I FINALLY Found The Golden Reef Hidden in the Hill!

  • 29 April, 2025
  • Oz Geology

After weeks of searching, sampling, and persistence, I have finally located the true source of the rich talus gold found along the hillside.

It began several weeks ago when I recovered a piece of gold-bearing quartz among the talus at the base of a steep slope. The find was significant: fine gold distributed throughout the quartz matrix, hinting at a nearby source. Despite repeated trips and careful surface inspection, I couldn’t locate where exactly it had come from. The hillside was blanketed in loose material, broken rocks, and soil, masking the potential source reef.

Today, everything changed. Returning once again to the same slope, I decided to dig more aggressively into the hillside where quartz fragments appeared slightly concentrated. Beneath roughly 10–20 centimeters of soil, I exposed what at first seemed to be a regular, slightly oxidized rock. Upon splitting it open, I found it hosted a veinlet of quartz. When I broke a piece in two, the result was immediate and unmistakable: fine visible gold distributed through fresh, unoxidized quartz.

This wasn’t a floater. This wasn’t just a random fragment washed down the slope. This was in-place, semi-weathered quartz reef material, shedding fragments downslope. The reef was shallowly buried but still largely intact.

The exposed fragment matches the angular, sharp quartz float previously sampled, further confirming the connection between the talus gold and this newly exposed reef.


Geological Context

The reef lies on the flank of a larger anticline system, part of the folded sedimentary sequence controlling mineralization in the broader area.

Quartz appears moderately fractured and oxidized near surface, consistent with long-term weathering.

Iron oxide staining (limonite) surrounds some vein margins, suggesting historical sulphide content, likely arsenopyrite.

Gold occurs as fine particles within the quartz, visible under direct light but not easily panned due to its attachment.

This find strengthens the overall model that the fold hinges and adjacent structures in this corridor are feeding significant gold mineralization into nearby host rocks and surface environments.


Next Steps

Expand trenching: Widen and deepen the initial exposure to define the reef's thickness and continuity.

Channel sampling: Collect systematic samples along the exposed reef to test for grade variability.
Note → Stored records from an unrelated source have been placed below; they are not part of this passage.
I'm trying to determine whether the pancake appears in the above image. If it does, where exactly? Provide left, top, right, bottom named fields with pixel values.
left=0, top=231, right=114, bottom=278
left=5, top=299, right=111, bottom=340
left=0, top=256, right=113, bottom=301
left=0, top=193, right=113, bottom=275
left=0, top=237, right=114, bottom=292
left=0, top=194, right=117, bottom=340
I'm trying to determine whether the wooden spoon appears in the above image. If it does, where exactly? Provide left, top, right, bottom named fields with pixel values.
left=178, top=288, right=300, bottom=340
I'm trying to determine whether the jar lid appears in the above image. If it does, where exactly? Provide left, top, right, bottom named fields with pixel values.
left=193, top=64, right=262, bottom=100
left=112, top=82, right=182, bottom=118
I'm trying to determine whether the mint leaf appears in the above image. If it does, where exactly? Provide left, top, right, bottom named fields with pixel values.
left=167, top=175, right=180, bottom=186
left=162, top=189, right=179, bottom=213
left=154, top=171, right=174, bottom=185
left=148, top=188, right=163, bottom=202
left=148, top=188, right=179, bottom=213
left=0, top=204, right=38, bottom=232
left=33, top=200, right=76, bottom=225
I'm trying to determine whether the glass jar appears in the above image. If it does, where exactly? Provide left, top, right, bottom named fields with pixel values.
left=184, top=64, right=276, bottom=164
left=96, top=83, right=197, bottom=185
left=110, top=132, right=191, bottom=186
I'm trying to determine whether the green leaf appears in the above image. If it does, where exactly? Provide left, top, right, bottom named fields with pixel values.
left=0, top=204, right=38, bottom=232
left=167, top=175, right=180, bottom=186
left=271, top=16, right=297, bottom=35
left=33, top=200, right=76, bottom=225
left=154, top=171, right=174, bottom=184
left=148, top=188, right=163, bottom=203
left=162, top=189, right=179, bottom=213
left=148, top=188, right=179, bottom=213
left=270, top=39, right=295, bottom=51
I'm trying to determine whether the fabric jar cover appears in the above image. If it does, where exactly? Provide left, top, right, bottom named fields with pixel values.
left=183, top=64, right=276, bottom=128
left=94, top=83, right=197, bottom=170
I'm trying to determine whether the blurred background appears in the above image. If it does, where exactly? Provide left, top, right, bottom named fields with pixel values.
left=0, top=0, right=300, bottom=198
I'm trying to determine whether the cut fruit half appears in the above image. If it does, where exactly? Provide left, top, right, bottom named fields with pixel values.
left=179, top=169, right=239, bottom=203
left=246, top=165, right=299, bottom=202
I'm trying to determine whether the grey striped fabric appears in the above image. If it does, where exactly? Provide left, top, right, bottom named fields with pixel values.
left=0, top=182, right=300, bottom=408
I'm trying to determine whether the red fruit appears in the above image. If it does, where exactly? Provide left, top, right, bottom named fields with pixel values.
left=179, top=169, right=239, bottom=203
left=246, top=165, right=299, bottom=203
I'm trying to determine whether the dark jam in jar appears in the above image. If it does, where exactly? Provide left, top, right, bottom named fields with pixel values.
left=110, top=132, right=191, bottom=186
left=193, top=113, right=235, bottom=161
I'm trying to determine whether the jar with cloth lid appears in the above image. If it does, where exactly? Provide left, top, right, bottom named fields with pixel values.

Structural mapping: Determine strike, dip, and plunge of the reef to predict its continuation upslope and downslope.

Fine gold recovery: Develop chemical extraction methods to recover gold that gravity methods miss.

This discovery marks a major step forward: from chasing float to putting a hand on the living source rock. With careful excavation and methodical testing, I’m confident this reef will yield both gold and critical geological insights into the broader system.

A hidden story in the hillside — and today, a new chapter begins. I still can't believe my eyes when I look at that huge "blob" of gold at the bottom of the rock. Truly unbelievable. Better pictures will be taken of it with my proper camera instead of my garbage phone camera but I couldn't help myself. This just HAD to be documented.